‘’Les articles L29 et L30 sont anticonstitutionnels’’

L’opposition parlementaire a décidé de saisir le Conseil constitutionnel, dès demain, pour contester le nouveau Code électoral. Une saisine jugée pertinente par l’enseignant-chercheur de droit public à l’Ucad, Mouhamadou Ngouda Mboup, pour qui certaines dispositions de ce code, comme les articles L29 et L30 sont anticonstitutionnelles.
Le Sénégal a un nouveau Code électoral, depuis lundi dernier. Cependant, durant son adoption, les articles L29 et L30 ont cristallisé les attentions. En effet, l’opposition dénonce le dessein de la majorité d’écarter d’éventuels candidats à la Présidentielle, à travers ces articles qui portaient, avant modification, les numéros L30 et L31. Il s’agit, liste-t-on, de Khalifa Sall, condamné dans l’affaire de la caisse d’avance de la ville de Dakar, et de Karim Wade, inculpé dans la traque des biens mal acquis.
Seulement, pour le ministre de l’Intérieur Antoine Felix Diome, qui défendait ce projet de loi, ces dispositions existent depuis le Code consensuel de 1992.
Cependant, pour l’enseignant-chercheur de droit public à l’université Cheikh Anta Diop de Dakar, ces articles précités sont anticonstitutionnels. D’ailleurs, à ceux qui évoquent l’ancienneté de ces dispositions, Mouhamadou Ngouda Mboup rappelle qu’une loi peut entrer en vigueur et ne pas être conforme à la Constitution. ‘’Ces dispositions, on les a recopiées du Code électoral français et, en France, on les a sanctionnées comme étant contraires aux droits fondamentaux. On a le même système et le même texte, et c’est sur la base de ce même texte que le Conseil constitutionnel a sanctionné les dispositions en France. C’est la Déclaration universelle des Droits de l’homme et du citoyen de 1789, qui est dans notre préambule et qui fait partie intégrante de notre Constitution. Donc, ces dispositions ne sont pas conformes, mais contraires à la Constitution’’, explique l’enseignant.
Pour M. Mboup, l’article L29 viole le principe de nécessité des peines, car, indique-t-il, il y a des peines complémentaires que le Code électoral intègre, alors qu’il revient au juge de les prononcer, en vertu de l’article 34. ‘’Il ne revient pas au législateur de dire que si vous êtes condamné, automatiquement vous êtes déchu. Non ! La déchéance est toujours prononcée par le juge’’, renseigne l’enseignant-chercheur.
Suffisant, pour notre interlocuteur, de soutenir que ces dispositions n’ont pas raison d’être, car, précise-t-il, il revenait aux juges qui ont jugé ces personnes-là de leur notifier qu’ils ne peuvent plus être éligibles.

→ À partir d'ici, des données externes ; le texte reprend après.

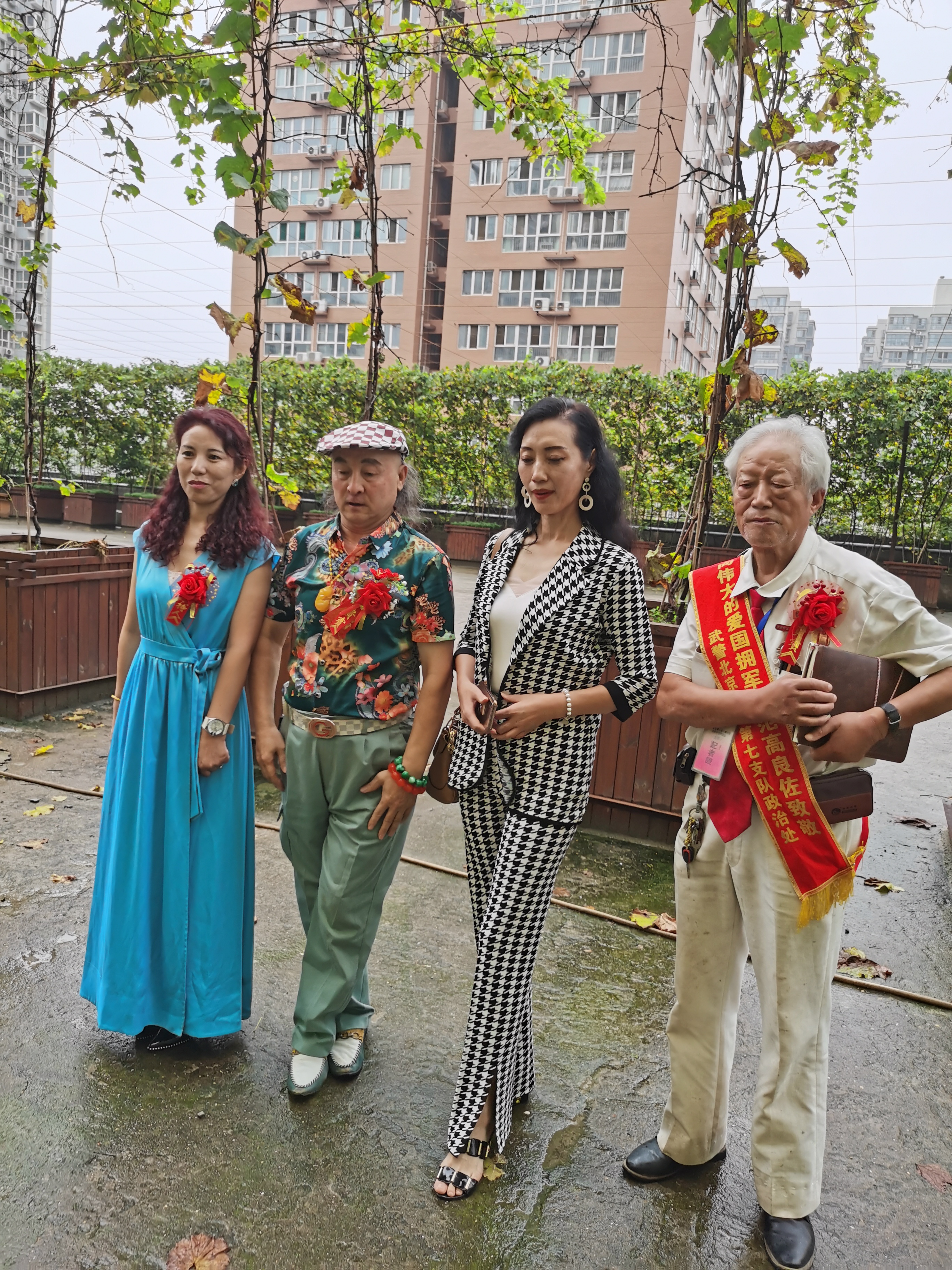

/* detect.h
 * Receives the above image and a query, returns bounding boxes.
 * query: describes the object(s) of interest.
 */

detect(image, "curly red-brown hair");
[142,405,269,569]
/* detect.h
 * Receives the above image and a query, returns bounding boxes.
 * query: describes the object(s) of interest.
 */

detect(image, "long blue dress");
[80,532,277,1036]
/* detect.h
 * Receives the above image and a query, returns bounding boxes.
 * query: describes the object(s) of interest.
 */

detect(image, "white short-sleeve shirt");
[665,526,952,776]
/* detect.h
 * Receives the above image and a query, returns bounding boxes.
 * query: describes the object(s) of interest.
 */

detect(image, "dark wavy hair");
[509,398,632,550]
[142,405,269,569]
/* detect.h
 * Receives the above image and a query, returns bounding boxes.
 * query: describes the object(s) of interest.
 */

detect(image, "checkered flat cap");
[317,419,410,455]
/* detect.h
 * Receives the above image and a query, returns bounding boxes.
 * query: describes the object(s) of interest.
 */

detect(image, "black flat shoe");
[622,1138,727,1182]
[433,1138,491,1204]
[760,1209,816,1270]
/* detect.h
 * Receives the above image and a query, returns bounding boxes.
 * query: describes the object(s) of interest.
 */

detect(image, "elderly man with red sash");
[625,418,952,1270]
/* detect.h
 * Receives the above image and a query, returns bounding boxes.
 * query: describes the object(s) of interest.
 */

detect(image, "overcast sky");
[53,4,952,371]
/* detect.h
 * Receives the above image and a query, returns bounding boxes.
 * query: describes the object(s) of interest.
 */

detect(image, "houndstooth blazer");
[449,526,658,823]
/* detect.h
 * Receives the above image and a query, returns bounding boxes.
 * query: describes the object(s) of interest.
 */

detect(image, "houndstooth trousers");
[447,762,578,1156]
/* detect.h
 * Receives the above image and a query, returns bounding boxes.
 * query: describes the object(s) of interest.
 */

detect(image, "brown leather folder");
[793,644,919,763]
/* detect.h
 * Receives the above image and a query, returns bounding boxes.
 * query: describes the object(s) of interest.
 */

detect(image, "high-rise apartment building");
[232,0,736,375]
[750,287,816,380]
[859,277,952,376]
[0,0,53,357]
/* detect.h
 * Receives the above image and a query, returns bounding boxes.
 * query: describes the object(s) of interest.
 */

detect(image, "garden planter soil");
[447,525,492,563]
[882,560,944,608]
[62,489,119,530]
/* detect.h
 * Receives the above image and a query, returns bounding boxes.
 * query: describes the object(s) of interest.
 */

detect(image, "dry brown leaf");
[165,1234,231,1270]
[915,1165,952,1195]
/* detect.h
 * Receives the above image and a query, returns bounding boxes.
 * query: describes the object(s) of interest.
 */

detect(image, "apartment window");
[463,269,492,296]
[470,159,503,186]
[565,211,628,251]
[268,221,318,255]
[319,273,367,308]
[272,168,339,207]
[466,216,500,243]
[316,321,366,357]
[562,269,625,308]
[456,323,489,348]
[556,327,618,362]
[383,110,414,128]
[492,325,552,362]
[578,93,641,132]
[264,321,314,357]
[264,269,314,308]
[525,41,575,79]
[499,269,556,308]
[274,62,327,102]
[585,150,635,194]
[581,31,645,75]
[505,159,565,196]
[380,163,410,189]
[503,212,562,251]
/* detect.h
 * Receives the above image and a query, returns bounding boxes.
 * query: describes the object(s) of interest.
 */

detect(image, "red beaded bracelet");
[387,763,423,796]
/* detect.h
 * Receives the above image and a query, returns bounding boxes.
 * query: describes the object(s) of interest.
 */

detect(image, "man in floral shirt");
[251,420,453,1096]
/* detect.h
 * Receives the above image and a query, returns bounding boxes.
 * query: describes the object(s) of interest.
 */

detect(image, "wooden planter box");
[119,494,157,530]
[0,536,135,719]
[882,560,946,608]
[447,525,492,564]
[10,486,65,525]
[581,622,687,846]
[62,489,119,530]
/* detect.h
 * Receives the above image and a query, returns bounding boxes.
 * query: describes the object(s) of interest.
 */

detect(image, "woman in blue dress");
[80,406,277,1050]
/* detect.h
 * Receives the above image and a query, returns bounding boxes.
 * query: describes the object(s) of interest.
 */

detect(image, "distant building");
[859,277,952,375]
[750,287,816,380]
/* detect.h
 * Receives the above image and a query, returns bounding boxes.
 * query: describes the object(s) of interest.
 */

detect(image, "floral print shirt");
[268,512,453,719]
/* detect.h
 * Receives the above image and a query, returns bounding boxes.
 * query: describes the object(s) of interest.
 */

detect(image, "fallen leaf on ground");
[836,949,892,979]
[915,1165,952,1195]
[863,878,905,895]
[165,1234,231,1270]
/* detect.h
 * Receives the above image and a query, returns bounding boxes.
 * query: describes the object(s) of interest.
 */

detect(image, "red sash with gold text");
[689,556,862,926]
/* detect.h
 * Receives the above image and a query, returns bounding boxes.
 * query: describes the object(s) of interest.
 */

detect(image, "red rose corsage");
[781,579,847,666]
[165,564,218,626]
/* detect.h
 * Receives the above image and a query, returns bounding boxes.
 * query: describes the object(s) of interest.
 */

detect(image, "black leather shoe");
[622,1138,727,1182]
[762,1210,816,1270]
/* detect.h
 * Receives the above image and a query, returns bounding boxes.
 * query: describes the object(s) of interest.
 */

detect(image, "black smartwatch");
[880,701,903,737]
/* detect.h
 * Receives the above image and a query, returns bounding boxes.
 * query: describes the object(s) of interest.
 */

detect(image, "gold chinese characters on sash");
[691,557,862,926]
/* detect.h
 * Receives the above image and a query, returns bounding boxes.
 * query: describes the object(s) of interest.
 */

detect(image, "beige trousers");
[658,772,862,1218]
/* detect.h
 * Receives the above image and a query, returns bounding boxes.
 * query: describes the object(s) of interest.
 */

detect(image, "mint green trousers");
[280,720,410,1058]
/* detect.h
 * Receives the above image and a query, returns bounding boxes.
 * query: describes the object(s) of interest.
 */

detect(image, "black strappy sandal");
[433,1138,492,1203]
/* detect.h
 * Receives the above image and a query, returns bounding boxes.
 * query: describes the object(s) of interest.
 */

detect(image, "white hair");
[723,414,830,494]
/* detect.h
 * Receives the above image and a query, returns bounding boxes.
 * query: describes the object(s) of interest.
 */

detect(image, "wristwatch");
[880,701,903,737]
[202,715,235,737]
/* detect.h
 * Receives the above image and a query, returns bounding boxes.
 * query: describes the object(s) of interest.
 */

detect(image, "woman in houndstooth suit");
[433,398,658,1200]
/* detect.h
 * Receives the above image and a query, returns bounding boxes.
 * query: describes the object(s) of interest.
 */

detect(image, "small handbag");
[427,710,460,803]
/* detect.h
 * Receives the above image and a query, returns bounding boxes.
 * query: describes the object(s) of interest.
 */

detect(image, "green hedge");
[0,357,952,551]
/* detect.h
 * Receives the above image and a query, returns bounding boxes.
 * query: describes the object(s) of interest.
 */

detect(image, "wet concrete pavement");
[0,591,952,1270]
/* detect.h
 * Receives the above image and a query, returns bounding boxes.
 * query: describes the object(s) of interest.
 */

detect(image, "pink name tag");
[693,728,734,781]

Toutefois, d’après M. Mboup, cette disposition est une peine à perpétuité qui rend définitivement la personne concernée inéligible. Partant de là, indique-t-il, cet article viole le principe de la séparation des pouvoirs, parce qu’il revient seulement au juge de le faire appliquer.
L’enseignant pense alors que le président de la République peut faire une seconde lecture de cette disposition ou même des amendements pour dire que ces peines ne sont applicables que lorsque le juge a prononcé la déchéance.

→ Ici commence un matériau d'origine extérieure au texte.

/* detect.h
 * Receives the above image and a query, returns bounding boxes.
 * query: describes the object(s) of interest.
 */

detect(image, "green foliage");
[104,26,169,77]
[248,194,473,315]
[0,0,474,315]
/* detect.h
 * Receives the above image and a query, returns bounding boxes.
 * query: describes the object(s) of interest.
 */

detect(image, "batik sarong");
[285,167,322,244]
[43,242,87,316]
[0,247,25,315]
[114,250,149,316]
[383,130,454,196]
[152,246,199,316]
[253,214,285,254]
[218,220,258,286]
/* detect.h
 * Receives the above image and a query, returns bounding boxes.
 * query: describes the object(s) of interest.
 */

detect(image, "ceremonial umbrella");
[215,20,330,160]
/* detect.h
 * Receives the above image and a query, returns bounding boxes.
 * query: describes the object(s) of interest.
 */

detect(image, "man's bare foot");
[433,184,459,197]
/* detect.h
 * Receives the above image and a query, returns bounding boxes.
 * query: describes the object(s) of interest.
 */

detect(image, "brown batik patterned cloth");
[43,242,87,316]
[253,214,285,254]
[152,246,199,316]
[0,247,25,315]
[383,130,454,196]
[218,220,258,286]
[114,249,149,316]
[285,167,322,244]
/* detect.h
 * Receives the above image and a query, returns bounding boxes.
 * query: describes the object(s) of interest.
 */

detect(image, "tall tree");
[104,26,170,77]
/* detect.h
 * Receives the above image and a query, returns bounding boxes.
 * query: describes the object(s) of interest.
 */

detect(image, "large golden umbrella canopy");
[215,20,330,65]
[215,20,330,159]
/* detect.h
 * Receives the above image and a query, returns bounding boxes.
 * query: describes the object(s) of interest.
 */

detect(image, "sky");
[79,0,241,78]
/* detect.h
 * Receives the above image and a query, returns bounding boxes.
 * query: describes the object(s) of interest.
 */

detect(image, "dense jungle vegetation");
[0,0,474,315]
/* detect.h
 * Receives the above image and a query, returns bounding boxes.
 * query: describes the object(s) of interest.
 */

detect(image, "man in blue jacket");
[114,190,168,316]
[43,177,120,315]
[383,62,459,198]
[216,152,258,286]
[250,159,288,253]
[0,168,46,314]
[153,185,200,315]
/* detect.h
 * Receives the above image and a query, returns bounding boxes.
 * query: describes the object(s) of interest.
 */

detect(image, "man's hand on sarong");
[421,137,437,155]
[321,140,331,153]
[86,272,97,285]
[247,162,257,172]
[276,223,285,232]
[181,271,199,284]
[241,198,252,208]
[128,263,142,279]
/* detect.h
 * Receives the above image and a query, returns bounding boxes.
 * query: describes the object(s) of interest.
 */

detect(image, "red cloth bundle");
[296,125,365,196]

Saisine, demain, de la Cour constitutionnelle
En tout cas, l’opposition n’a pas tardé à saisir les voies de recours pour contester le Code électoral, particulièrement cette disposition qu’elle juge anti-conforme avec les conventions internationales que notre pays a ratifiées. Vingt députés ont signé en ce sens le document qu’ils comptent déposer au plus tard demain jeudi au Conseil constitutionnel.
Une démarche jugée salutaire par l’enseignant-chercheur en droit public qui ne voit pas la pertinence de valider cette disposition par le Conseil constitutionnel.
Il pense, à cet effet, qu’avec une bonne saisine, l’opposition parlementaire peut avoir gain de cause. ‘’Ils ont l’opportunité de les attaquer devant le Conseil constitutionnel. La saisine doit être articulée autour de moyens sérieux qu’il leur revient d’identifier. Il y a des conditions et des modalités de saisine du Conseil constitutionnel’’, recommande Ngouda Mboup.